(Self, what is with you and all these lists? Patience, dear blog readers. Self is still getting back her sea legs after these hectic holiday doings. Besides which, she is a little down in the dumps with son’s recent departure for the fabulous SLO, hence her resorting to the NYTBR archives! Self promises, she’ll be right as rain in a jiffy!)
In 1984, esteemed A Clockwork Orange author Anthony Burgess listed for NYTBR the books he considered “the 99 Best” Modern Novels. Why this number instead of a round 100 is a mystery. Or maybe the NYTBR editors requested 100 but Burgess wanted to be idiosyncratic. Anyhoo, self peruses the Burgess list and decides, just for fun, to post only the books written by women.
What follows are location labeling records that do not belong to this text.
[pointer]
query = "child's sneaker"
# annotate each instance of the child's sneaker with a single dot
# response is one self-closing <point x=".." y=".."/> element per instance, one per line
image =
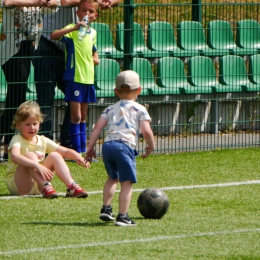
<point x="106" y="214"/>
<point x="48" y="192"/>
<point x="124" y="221"/>
<point x="75" y="191"/>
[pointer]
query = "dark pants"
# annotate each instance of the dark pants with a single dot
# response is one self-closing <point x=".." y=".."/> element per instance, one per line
<point x="49" y="67"/>
<point x="16" y="71"/>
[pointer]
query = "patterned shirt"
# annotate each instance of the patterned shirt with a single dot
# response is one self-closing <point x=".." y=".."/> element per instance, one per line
<point x="124" y="120"/>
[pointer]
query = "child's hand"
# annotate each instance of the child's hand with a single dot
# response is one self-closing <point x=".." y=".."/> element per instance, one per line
<point x="148" y="151"/>
<point x="45" y="3"/>
<point x="45" y="172"/>
<point x="82" y="162"/>
<point x="90" y="153"/>
<point x="80" y="23"/>
<point x="104" y="4"/>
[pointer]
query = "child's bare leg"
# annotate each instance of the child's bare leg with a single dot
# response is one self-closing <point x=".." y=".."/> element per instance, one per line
<point x="55" y="162"/>
<point x="109" y="191"/>
<point x="24" y="177"/>
<point x="125" y="196"/>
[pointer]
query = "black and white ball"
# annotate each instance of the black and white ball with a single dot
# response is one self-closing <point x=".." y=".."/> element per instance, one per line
<point x="153" y="203"/>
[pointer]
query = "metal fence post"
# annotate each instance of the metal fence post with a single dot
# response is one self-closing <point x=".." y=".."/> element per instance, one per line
<point x="128" y="33"/>
<point x="196" y="11"/>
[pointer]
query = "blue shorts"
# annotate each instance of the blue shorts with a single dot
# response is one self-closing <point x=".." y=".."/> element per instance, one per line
<point x="119" y="160"/>
<point x="81" y="93"/>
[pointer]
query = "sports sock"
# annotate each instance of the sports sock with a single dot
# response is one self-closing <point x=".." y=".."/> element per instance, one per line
<point x="83" y="137"/>
<point x="75" y="137"/>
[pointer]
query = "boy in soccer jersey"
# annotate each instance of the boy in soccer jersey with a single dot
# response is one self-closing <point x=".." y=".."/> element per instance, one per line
<point x="81" y="56"/>
<point x="122" y="121"/>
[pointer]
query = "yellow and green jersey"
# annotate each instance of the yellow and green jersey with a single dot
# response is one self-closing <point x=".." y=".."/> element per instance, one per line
<point x="78" y="56"/>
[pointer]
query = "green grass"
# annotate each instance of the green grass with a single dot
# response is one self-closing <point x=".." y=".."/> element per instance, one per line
<point x="202" y="223"/>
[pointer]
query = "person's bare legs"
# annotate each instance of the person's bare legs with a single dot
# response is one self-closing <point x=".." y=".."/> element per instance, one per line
<point x="109" y="191"/>
<point x="55" y="162"/>
<point x="125" y="196"/>
<point x="24" y="177"/>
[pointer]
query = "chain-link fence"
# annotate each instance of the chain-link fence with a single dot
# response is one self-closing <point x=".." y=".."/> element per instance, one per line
<point x="198" y="63"/>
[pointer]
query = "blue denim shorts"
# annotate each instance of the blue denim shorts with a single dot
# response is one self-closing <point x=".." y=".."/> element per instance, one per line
<point x="81" y="93"/>
<point x="119" y="160"/>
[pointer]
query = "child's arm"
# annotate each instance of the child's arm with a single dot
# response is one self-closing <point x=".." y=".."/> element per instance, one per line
<point x="19" y="159"/>
<point x="148" y="136"/>
<point x="101" y="123"/>
<point x="107" y="4"/>
<point x="70" y="2"/>
<point x="95" y="58"/>
<point x="72" y="155"/>
<point x="56" y="35"/>
<point x="43" y="3"/>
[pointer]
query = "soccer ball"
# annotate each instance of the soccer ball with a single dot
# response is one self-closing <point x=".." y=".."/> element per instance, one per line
<point x="153" y="203"/>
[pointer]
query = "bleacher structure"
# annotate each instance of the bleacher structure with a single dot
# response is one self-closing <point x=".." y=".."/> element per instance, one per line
<point x="191" y="77"/>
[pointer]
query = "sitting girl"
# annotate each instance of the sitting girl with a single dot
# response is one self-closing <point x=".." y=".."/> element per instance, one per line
<point x="28" y="171"/>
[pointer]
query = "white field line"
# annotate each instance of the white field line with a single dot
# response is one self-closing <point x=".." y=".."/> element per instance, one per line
<point x="203" y="186"/>
<point x="133" y="241"/>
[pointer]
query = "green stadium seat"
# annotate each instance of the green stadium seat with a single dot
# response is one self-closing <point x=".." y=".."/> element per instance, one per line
<point x="3" y="86"/>
<point x="191" y="38"/>
<point x="248" y="36"/>
<point x="160" y="38"/>
<point x="105" y="45"/>
<point x="233" y="74"/>
<point x="202" y="75"/>
<point x="171" y="77"/>
<point x="105" y="76"/>
<point x="144" y="69"/>
<point x="139" y="47"/>
<point x="254" y="69"/>
<point x="221" y="37"/>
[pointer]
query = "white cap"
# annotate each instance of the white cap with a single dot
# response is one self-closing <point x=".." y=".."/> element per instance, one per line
<point x="128" y="78"/>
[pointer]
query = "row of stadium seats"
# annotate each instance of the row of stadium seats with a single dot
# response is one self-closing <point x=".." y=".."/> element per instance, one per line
<point x="172" y="79"/>
<point x="216" y="40"/>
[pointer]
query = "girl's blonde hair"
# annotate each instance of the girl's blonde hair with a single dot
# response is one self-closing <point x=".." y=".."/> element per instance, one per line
<point x="26" y="109"/>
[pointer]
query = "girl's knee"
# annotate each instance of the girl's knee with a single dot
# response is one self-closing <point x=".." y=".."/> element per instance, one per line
<point x="31" y="155"/>
<point x="55" y="155"/>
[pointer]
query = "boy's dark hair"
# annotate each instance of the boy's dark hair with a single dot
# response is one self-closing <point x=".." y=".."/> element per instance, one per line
<point x="89" y="1"/>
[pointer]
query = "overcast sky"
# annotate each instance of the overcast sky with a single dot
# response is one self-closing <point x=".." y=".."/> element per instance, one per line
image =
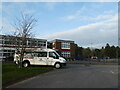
<point x="87" y="23"/>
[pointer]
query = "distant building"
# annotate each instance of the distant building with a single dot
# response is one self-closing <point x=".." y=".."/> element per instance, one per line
<point x="8" y="45"/>
<point x="65" y="48"/>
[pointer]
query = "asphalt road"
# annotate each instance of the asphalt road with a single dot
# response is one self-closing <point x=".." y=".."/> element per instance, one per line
<point x="74" y="76"/>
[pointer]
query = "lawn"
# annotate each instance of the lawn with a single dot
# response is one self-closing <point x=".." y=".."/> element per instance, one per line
<point x="12" y="74"/>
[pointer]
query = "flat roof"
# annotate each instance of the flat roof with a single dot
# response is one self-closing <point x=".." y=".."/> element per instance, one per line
<point x="60" y="40"/>
<point x="27" y="38"/>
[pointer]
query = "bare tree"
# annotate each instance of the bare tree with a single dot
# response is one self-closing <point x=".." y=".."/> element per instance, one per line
<point x="23" y="27"/>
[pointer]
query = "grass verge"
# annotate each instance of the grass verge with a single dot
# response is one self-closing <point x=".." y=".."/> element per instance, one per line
<point x="12" y="74"/>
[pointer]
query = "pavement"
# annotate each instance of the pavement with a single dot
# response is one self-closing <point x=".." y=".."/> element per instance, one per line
<point x="74" y="76"/>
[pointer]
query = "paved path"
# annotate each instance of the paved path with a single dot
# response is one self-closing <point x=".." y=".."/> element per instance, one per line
<point x="74" y="76"/>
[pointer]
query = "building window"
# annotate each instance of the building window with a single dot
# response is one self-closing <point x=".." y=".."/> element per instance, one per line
<point x="65" y="45"/>
<point x="66" y="54"/>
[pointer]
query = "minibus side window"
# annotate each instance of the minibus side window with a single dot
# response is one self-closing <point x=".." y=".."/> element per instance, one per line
<point x="52" y="54"/>
<point x="42" y="54"/>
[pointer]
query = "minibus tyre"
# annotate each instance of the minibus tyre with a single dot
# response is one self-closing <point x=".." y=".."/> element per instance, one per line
<point x="26" y="64"/>
<point x="57" y="65"/>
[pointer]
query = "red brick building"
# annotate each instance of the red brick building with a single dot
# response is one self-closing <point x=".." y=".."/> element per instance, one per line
<point x="65" y="48"/>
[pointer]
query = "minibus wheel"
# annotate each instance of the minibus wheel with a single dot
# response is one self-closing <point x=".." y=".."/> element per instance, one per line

And here are novels and authors who made it in to Burgess’ select 99 (listed in order of publication, earliest to latest):
- The Heat of the Day, Elizabeth Bowen
- Wise Blood, Flannery O’Connor
- The Groves of Academe, Mary McCarthy
- The Bell, Iris Murdoch
- The Balkan Trilogy, Olivia Manning
- The Mighty and Their Fall, Ivy Compton-Burnett
- An Error of Judgement, Pamela Hansford-Johnson
- The Golden Notebook, Doris Lessing
- The Girls of Slender Means, Muriel Spark
- The Mandelbaum Gate, Muriel Spark
- The Late Bourgeois World, Nadine Gordimer
- How to Save Your Own Life, Erica Jong
— the hell??? Only 12 books by women made it to the Fabulous 99! And, naturally, the list leaves out all the women who were published after 1984 — that is, all of those who were published in the last 25 years.
Why couldn’t someone have asked a woman what her list of “Best Modern Novels” was — even if just to balance the Burgess, that is!
Of the above-named books, self has only read two: Wise Blood and The Golden Notebook. And she very shamefacedly admits to never having heard of Olivia Manning and Pamela Hansford-Johnson before.